Do tej książki mam szczególny sentyment...bo od niej między innymi zaczęła się moja pasja pisania wierszy, piosenek, opowiadań, recenzji i słów w jeszcze innych formach.
Przeczytałam ją w innej kolejności, niż czyta się normalnie, /czyli od początku do końca/, bo kto powiedział, że nie można czytać właśnie tak jak ja to zrobiłam, czyli - najpierw przeczytałam opowieść środkową, o wyprawie Tomka/lubi jak się tak na niego mówi/ z żoną do Arabii Saudyjskiej, następnie o wyprawie z ojcem do Nowego Orleanu i na końcu o wyprawie z kolegą do Afryki.
Dobrze, przyznam się Wam, że to z czystej ciekawości nie mogłam doczekać się, co też on z żoną doświadczył w tej podróży, czy stawiane na początku wyobrażenia, potwierdzą się, czy zostaną poddane ciężkiej próbie. A może to, że sama jestem kobietą i zaintrygowało mnie czy ja podjęłabym się takiego wyzwania i pojechała do Arabii Saudyjskiej? Przeżywałam to co czuła Marianna, żona Tomka a czytając o potajemnej sztuce w teatrze, miałam ciarki. Okazuje się, że można tam być i tworzyć, a my nadal żyjemy stereotypami.
Trzecia podróż, ta z ojcem do kraju i miejsca, gdzie wszystko jest muzyką/szlakiem legend jazzu i bluesa/ pokazała mi, jakie trudne mogą być męskie relacje, te ojca z synem, jak różne postrzeganie codzienności i przyjemności. Czasami wydaje się nam, że wiemy lepiej, co drugiej osobie sprawi przyjemność. Tu doświadczyłam uczucia, że tak dążymy, dążymy do czegoś, a jak już to osiągniemy, to wcale nie sprawia nam to takiej przyjemności jak mogłoby się nam wydawać na początku drogi.
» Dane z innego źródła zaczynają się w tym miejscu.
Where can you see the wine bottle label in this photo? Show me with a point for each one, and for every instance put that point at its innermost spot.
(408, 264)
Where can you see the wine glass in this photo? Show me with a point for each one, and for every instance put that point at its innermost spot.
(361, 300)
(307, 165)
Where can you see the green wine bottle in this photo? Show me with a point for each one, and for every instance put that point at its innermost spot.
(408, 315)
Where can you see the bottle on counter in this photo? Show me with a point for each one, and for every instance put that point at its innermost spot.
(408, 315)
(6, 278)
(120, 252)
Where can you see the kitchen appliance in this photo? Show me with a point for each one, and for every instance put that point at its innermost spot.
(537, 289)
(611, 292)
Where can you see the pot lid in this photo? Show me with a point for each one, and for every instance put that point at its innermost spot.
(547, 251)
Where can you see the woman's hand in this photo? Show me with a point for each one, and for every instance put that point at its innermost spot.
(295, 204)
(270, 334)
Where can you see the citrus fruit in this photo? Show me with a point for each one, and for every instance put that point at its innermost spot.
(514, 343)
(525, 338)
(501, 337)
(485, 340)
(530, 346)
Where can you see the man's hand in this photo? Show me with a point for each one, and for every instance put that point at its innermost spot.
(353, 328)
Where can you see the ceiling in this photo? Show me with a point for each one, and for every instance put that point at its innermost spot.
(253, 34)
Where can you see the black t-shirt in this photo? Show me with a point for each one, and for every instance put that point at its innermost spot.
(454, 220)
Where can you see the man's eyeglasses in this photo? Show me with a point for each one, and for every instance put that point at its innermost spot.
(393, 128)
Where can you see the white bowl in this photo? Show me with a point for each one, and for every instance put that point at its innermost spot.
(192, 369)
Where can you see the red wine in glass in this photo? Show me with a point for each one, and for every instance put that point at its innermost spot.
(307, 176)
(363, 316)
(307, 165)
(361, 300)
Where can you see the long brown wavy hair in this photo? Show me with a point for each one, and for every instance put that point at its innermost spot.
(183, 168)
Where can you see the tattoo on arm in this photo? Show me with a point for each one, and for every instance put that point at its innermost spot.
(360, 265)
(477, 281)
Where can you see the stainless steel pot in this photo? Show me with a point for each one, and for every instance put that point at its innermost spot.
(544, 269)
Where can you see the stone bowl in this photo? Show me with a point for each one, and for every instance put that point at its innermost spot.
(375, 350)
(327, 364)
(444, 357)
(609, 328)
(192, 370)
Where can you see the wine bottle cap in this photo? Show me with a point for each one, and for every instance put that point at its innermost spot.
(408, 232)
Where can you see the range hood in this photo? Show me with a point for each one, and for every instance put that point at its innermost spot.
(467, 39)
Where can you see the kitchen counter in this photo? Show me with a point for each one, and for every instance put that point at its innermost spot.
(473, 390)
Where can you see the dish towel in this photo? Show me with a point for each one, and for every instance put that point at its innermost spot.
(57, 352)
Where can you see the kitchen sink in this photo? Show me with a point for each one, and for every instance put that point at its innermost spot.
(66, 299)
Ostatnia historia o podróży do Afryki, odmieniła moje życie. Z czasem dowiem się, że kolegę Tomka też. Ta historia tak mną wstrząsnęła, że przyszła do mnie wena i wypłynęły ze mnie najpierw słowa piosenek, później wierszy. To nie tylko słowa, ale też gotowe melodie miałam w głowie. Zastanawiałam się, co takiego jest w tej opowieści, że takie rzeczy mi się przytrafiły i doszłam do wniosku, że tak opisana bieda, wybory, gdy nie wiesz, kogo rapować- starego czy dziecko, obudziły we mnie ukryte pokłady wrażliwości.
Tomek pisze obrazowo, lekko operując słowem, bez lukrowania i zbędnych ozdobników. Czasami miałam wrażeniem, że pisze tak jak mówi, a mówcą jest świetnym. Najważniejsze, że zaprasza czytelnika do głębszej refleksji, zastanowienia się czy mamy jeszcze czas czekać aż nadejdzie ten właściwy moment.
Książka pięknie wydana przez wydawnictwo Otwarte, na pięknym, śliskim papierze. Czułam tę estetykę w czytaniu.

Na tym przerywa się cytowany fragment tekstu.